The latest UK-France agreement – signed by Home Secretary Suella Braverman and the French interior minister Gerald Darmanin in Paris on Monday – takes the figure paid to France by the UK to curb Channel crossings to around 72 million euros (£63 million) in 2022/23.
The money will go towards putting more French officers on beach patrols to police some hundred miles of northern coastline in the hope this detects more crossings quicker. France has agreed to boost the current figure by 40%, said to be about an extra 100 officers, over the next five months.
As a result of the agreement, British officers will be stationed for the first time in French control rooms working alongside the country’s law enforcement teams and on approaches to beaches as observers. While the French will maintain jurisdiction, the work is aimed at improving the understanding of the threat at hand and help inform deployments.
The Home Office would not disclose the number of officers who could be posted. It is understood a figure has not been set and is likely to be a smaller number at first, rather than in the hundreds.
The investment will also pay for drones and night vision equipment to help officers detect crossings and surveillance will be stepped up around ports to prevent migrants entering the UK in lorries, with more CCTV and sniffer dogs.
Other work to tackle the recent rise in the number of Albanians crossing the Channel and a renewed pledge between Britain and France to co-operate alongside other neighbouring countries is also set out in the deal.

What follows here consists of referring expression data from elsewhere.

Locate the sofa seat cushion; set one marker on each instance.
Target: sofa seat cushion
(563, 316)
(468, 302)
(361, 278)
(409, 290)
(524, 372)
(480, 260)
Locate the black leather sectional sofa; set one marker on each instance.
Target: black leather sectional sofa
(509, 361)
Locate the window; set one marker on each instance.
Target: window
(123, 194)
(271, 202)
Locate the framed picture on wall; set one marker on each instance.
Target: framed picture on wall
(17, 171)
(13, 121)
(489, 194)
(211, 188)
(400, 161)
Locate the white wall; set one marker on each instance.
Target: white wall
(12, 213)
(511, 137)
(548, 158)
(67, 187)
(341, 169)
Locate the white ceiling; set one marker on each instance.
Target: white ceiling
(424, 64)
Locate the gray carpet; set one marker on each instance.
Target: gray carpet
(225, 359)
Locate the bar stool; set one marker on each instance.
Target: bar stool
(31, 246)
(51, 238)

There are also signs the countries will look to share more intelligence.
Among the efforts to deter crossings are plans for removal centres for migrants stopped from making the journey to the UK who opt to be returned to their own country and reception centres in the south of France to stop people arriving from the Mediterranean from moving to the Channel coast to attempt crossings to the UK.
– Will it solve the problem?
This remains to be seen.
Asked if the deal was a game changer, Home Secretary Suella Braverman told the Commons on Monday it was a “step change and a big step forward” but on its own it “will not fix the problem”.
The Government has repeatedly said there is no “silver bullet” to tackling the migrant crisis and it will take a range of measures as well as better co-operation between countries to tackle what it describes as a global challenge.
The latest agreement signals that the UK and France has moved on from the war of words exchanged in the past over the matter – at least for now – and want to work better together.
But some have questioned whether this could be “throwing good money after bad” because an agreement was not struck on having joint UK-French patrols on beaches or addressing the powers French law enforcement have to deter repeat crossing attempts. Similar deals in the past have failed to tackle the problem.
Downing Street also refused to say whether the Government made fresh attempts to pursue a returns agreement with France as part of the deal.
Dame Diana Johnson, chairwoman of the Commons Home Affairs Committee, told MPs this was the fifth announcement of its kind in four years. Britain is thought to have paid some £175million to France to police the Channel border since 2018. The latest figure takes the sum to over £230 million.
Ministers will be keeping the new measures “under close review” to see how they are working and whether they are effective, the Home Office said.